Whilst Peter Berg’s rather excellent Patriots Day detailed from beginning to end the events of the 2013 Boston Marathon bombings with an added Mark Wahlberg, David Gordon Green’s latest, Stronger, takes a calculated and extensive look at the life of Jeff Bauman, whose life changing injuries during the bombings were subsequently the subject of a 2013 memoir written by himself and Bret Witter and now the basis of the screenplay for a movie led by the ever reliable presence of Jake Gyllenhaal as the famous and life-affirming Bostonian. Whilst Patriots Day was more focused on the action spectacle and a lightning fast editing pace, Stronger is a more low-key character piece which utilises the background of a terrifying event to understand one man’s journey through pain and suffering, and whilst Green’s latest is a picture seething with top-notch performances and likeable, empathetic characters, a bloated narrative over a needlessly extended two hour runtime does threaten to become tiresome at stages, but with Gyllenhaal on Oscar-worthy form, Stronger does manage to hold its’ own undeniably effectively.

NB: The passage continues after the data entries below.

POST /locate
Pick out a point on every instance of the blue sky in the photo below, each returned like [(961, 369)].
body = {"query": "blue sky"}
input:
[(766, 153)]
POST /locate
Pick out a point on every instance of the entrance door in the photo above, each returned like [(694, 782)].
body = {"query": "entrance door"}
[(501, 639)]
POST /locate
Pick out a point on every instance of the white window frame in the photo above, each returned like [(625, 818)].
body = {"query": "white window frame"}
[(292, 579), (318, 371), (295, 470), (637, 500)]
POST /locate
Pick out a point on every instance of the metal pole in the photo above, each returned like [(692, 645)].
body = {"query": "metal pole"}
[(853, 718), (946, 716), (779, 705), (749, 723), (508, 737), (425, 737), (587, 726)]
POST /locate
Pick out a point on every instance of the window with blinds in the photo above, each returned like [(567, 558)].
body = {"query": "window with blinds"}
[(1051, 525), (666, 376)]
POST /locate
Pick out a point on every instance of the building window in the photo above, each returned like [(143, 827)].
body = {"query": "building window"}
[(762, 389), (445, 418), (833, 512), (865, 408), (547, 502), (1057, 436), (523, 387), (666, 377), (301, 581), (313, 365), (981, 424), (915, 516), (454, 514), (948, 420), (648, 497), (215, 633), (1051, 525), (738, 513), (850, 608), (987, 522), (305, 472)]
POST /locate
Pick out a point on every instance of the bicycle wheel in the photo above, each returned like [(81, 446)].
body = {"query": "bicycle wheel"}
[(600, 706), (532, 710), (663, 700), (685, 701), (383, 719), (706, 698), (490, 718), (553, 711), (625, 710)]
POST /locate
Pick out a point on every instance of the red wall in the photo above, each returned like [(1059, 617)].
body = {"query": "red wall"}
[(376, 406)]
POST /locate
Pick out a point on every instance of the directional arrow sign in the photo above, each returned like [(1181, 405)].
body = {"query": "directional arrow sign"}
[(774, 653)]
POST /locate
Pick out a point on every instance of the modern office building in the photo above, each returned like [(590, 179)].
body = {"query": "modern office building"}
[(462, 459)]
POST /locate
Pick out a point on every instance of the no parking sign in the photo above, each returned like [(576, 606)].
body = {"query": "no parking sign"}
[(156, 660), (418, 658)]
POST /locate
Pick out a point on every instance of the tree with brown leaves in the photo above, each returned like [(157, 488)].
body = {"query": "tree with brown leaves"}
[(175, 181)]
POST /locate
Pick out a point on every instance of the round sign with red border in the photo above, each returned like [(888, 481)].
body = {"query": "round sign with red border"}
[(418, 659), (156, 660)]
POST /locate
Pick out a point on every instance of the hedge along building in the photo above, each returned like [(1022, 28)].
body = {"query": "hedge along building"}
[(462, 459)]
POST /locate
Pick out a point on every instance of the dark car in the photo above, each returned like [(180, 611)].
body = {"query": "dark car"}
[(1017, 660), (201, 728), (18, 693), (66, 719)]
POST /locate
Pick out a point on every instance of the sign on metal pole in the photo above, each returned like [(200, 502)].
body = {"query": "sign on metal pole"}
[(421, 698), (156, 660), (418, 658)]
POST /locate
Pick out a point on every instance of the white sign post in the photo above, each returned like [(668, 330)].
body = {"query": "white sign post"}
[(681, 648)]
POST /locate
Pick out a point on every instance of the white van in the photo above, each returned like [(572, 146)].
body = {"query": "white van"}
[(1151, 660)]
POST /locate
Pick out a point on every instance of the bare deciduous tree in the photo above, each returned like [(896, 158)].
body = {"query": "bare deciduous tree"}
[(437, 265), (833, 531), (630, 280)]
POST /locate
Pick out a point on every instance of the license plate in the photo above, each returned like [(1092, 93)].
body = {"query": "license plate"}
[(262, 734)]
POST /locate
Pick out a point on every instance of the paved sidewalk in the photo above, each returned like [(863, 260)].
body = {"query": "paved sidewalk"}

Introducing the troubled, up and down relationship between Gyllenhaal’s Jeff Bauman and Orphan Black star Tatiana Maslany’s Erin Hursley from the outset, the movie swiftly moves onto the events of the bombing without ever specifically focusing on its’ reasoning or motive and instead directly leads the narrative from the point of view of Bauman who throughout the course of the movie recounts flashbacks of the event, with each progressively getting more detailed and bloody as the film trickles through his long-standing recovery in both a physical and mental capacity. With Gyllenhaal using the character of Bauman as a vessel for his already well established acting chops, utilising the direction of Green to balance moments of emotion fuelled drama with low-key physical movements and reactions, Stronger does have a variety of Oscar baity speeches which in other hands would possibly have derailed the movie’s ultimate goal, but with impressive supporting performances from the likes of Maslany and Miranda Richardson, who although in her portrayal of the expletive ridden, Bostonian parent figure did bring to mind the brilliance of Melissa Leo in The Fighter, Green’s movie is a straightforward character piece, but with such an interesting character at its’ centre, Stronger is more then fulfilling, if slightly forgettable.